Zu den strittigen Themen beim Gipfel zählt unter anderem der Klimaschutz. In einem Entwurf der Unterhändler für die Abschlusserklärung, der dem epd vorliegt, bekennen sich alle Länder außer den USA zum Pariser Klimaabkommen. Washington hat seinen Rückzug von dem Klimapakt angekündigt. Für Empörung bei Umweltschützern sorgt ein Satz, wonach die USA anderen Ländern bei der Umsetzung ihrer Pariser Klimaziele helfen wollen und dabei auf eine "effizientere" und "sauberere" Nutzung fossiler Energien setzen.

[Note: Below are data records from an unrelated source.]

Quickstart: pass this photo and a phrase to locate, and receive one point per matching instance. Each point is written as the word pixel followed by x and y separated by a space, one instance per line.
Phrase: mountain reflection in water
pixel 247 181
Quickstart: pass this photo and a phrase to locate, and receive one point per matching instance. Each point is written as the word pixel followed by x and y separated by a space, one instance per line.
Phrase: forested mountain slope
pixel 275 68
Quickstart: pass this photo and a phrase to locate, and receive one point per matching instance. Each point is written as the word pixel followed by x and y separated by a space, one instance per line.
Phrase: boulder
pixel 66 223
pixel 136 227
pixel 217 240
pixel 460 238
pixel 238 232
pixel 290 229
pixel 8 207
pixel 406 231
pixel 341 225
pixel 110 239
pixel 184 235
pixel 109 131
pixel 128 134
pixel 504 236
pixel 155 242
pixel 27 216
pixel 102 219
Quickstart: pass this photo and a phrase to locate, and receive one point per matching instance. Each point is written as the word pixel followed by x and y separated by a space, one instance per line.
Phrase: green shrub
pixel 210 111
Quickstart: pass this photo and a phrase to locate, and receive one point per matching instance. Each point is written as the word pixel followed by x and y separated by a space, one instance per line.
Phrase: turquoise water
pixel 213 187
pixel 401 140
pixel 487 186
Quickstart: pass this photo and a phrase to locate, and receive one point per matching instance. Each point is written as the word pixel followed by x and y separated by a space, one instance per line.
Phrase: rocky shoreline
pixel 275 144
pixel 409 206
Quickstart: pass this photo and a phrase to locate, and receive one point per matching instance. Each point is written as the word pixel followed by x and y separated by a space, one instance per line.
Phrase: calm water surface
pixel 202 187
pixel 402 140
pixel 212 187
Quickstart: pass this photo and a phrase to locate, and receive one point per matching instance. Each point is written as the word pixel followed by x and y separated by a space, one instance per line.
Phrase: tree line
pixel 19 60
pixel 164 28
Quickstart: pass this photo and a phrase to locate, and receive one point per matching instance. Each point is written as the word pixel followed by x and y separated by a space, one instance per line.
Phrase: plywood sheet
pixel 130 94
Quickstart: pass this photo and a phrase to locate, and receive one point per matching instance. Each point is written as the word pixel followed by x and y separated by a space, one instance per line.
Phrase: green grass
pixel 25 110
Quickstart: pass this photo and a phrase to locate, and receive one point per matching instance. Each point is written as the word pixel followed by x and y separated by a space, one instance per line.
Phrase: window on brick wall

Oxfam-Klima-Experte Jan Kowalzig bezeichnete es als absurde Idee, "dass ausgerechnet der Paris-Aussteiger USA nun andere Länder mit fossilen Energietechnologien zur Umsetzung der Klima-Ziele unter dem Abkommen beglücken" wolle. Dabei sei der Pariser Vertrag langfristig nur mit der schrittweisen, vollständigen Abkehr von Öl, Gas und Kohle zu erfüllen.
Auch die Handelspolitik stand am ersten Gipfeltag im Mittelpunkt. EU-Kommissionspräsident Jean-Claude Juncker erteilte nationalen Alleingängen in Handelsfragen eine klare Absage. Nicht protektionistische Mauern, sondern ein resolutes Aufeinanderzugehen seien jetzt gefragt, betonte der EU-Kommissionspräsident in Hamburg. Zu den Protesten der Gipfelgegner sagte Juncker: "Wir hören auch zu, was wir auf der Straße hören. Es ist nicht so, als liefen wir blind und taub durch Hamburg."
Papst Franziskus rief die Teilnehmer des G20-Gipfels auf, sich für ein Ende der bewaffneten Konflikte im Südsudan, in der Tschadsee-Region, am Horn von Afrika und im Jemen einzusetzen. Das Bemühen um eine Lösung der Konflikte und Hilfe für die betroffenen Menschen seien Teil der Aufgabe, mittelfristig die Weltwirtschaft zu reformieren, erklärte Franziskus in Rom.